The loss of his friend was a lesson in caution, and henceforth Hind
resolved to follow his craft in solitude. He had embellished his
native talent with all the instruction that others could impart, and he
reflected that he who rode alone neither ran risk of discovery nor
had any need to share his booty. Thus he began his easy, untrammelled
career, making time and space of no account by his rapid, fearless
journeys. Now he was prancing the moors of Yorkshire, now he was
scouring the plain between Gloucester and Tewkesbury, but wherever he
rode, he had a purse in his pocket and a jest on his tongue.
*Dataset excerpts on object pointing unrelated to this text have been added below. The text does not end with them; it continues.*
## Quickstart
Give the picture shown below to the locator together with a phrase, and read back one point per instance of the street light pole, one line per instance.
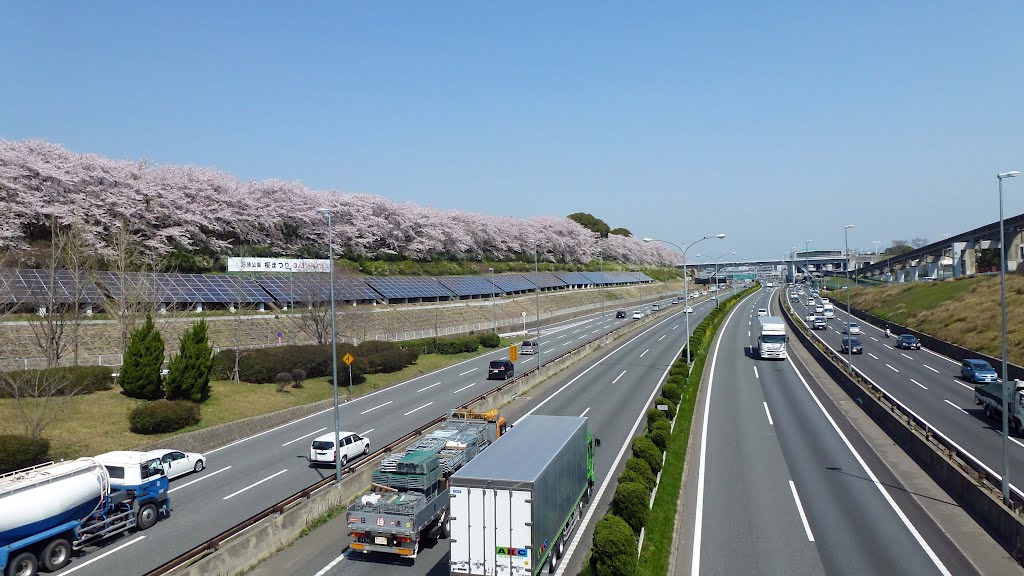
(329, 212)
(849, 335)
(1003, 305)
(686, 290)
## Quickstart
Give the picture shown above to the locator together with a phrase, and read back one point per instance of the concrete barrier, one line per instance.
(242, 552)
(969, 488)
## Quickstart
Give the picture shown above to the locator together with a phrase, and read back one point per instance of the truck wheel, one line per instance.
(55, 554)
(146, 517)
(23, 565)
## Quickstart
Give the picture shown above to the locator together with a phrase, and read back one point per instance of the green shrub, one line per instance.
(673, 393)
(163, 416)
(188, 372)
(70, 380)
(643, 448)
(672, 406)
(660, 439)
(631, 502)
(641, 469)
(18, 452)
(488, 339)
(653, 415)
(139, 375)
(613, 551)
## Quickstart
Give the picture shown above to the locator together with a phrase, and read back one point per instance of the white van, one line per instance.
(322, 451)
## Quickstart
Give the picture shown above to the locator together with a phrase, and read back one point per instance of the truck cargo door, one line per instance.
(521, 544)
(461, 530)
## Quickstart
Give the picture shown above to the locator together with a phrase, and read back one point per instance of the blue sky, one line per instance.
(773, 122)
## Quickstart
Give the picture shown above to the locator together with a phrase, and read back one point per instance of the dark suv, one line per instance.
(500, 370)
(907, 341)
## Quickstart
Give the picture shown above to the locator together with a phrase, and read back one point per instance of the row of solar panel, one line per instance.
(18, 286)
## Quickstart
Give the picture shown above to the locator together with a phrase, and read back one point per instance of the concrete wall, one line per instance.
(968, 488)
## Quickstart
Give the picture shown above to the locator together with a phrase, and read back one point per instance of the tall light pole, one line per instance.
(717, 285)
(1003, 304)
(329, 212)
(494, 300)
(849, 347)
(686, 290)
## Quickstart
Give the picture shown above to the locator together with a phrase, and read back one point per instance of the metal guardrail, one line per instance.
(985, 478)
(214, 543)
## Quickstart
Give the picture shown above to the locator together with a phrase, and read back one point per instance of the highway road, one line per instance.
(930, 385)
(784, 485)
(245, 477)
(612, 389)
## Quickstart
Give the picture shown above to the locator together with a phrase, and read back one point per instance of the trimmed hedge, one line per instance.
(57, 381)
(614, 547)
(163, 416)
(18, 452)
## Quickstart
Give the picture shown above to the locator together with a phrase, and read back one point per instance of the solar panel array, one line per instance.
(468, 285)
(544, 279)
(512, 283)
(409, 287)
(573, 278)
(36, 286)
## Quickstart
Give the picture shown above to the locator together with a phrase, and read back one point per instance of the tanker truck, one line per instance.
(52, 509)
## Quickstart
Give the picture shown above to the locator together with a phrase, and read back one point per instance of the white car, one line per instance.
(352, 445)
(177, 463)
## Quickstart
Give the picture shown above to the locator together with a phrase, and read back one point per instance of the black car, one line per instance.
(907, 341)
(849, 342)
(500, 370)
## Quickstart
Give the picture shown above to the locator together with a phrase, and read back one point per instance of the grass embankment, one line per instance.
(662, 519)
(965, 312)
(98, 422)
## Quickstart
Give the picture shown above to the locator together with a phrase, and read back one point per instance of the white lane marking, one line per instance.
(899, 511)
(701, 468)
(800, 508)
(430, 386)
(415, 409)
(102, 556)
(301, 437)
(232, 494)
(214, 472)
(376, 407)
(954, 406)
(331, 565)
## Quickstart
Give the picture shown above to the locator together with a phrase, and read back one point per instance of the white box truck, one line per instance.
(771, 337)
(515, 506)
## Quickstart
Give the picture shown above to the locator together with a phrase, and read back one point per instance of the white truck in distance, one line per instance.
(771, 337)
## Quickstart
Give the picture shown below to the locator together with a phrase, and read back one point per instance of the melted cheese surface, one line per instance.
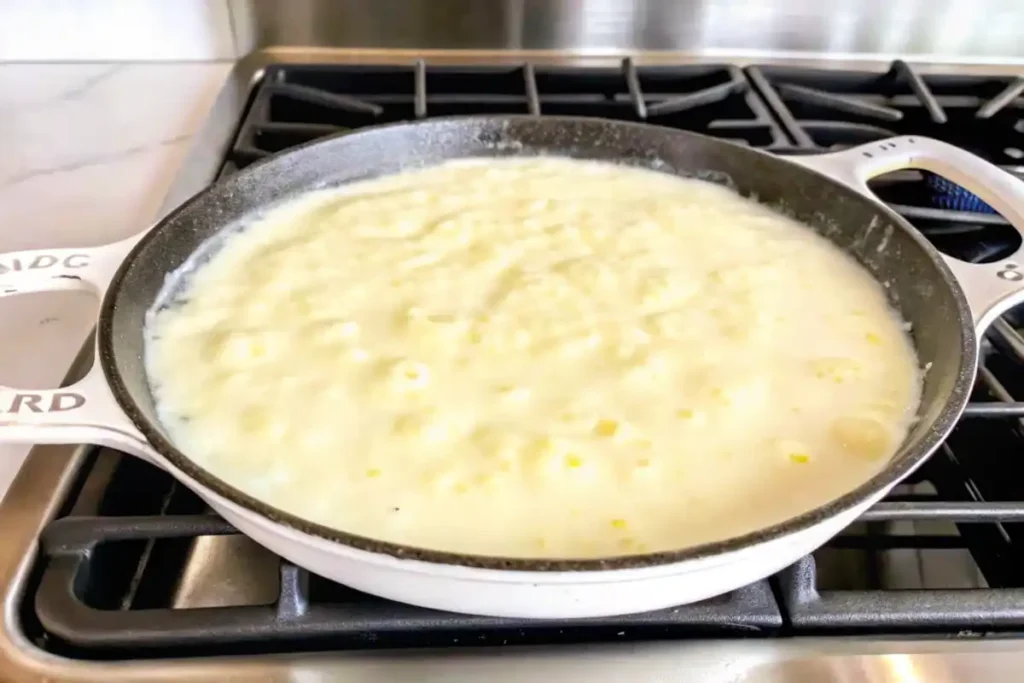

To recall
his prowess is to ride with him (in fancy) under the open sky along the
fair, beaten road; to put up with him at the busy, white posthouse, to
drink unnumbered pints of mulled sack with the round-bellied landlord,
to exchange boastful stories over the hospitable fire, and to ride forth
in the morning with the joyous uncertainty of travel upon you. Failure
alone lay outside his experience, and he presently became at once the
terror and the hero of England.
Not only was his courage conspicuous; luck also was his constant
companion; and a happy bewitchment protected him for three years against
the possibility of harm. He had been lying at Hatfield, at the George
Inn, and set out in the early morning for London. As he neared the
town-gate, an old beldame begged an alms of him, and though Hind,
not liking her ill-favoured visage, would have spurred forward, the
beldame's glittering eye held his horse motionless.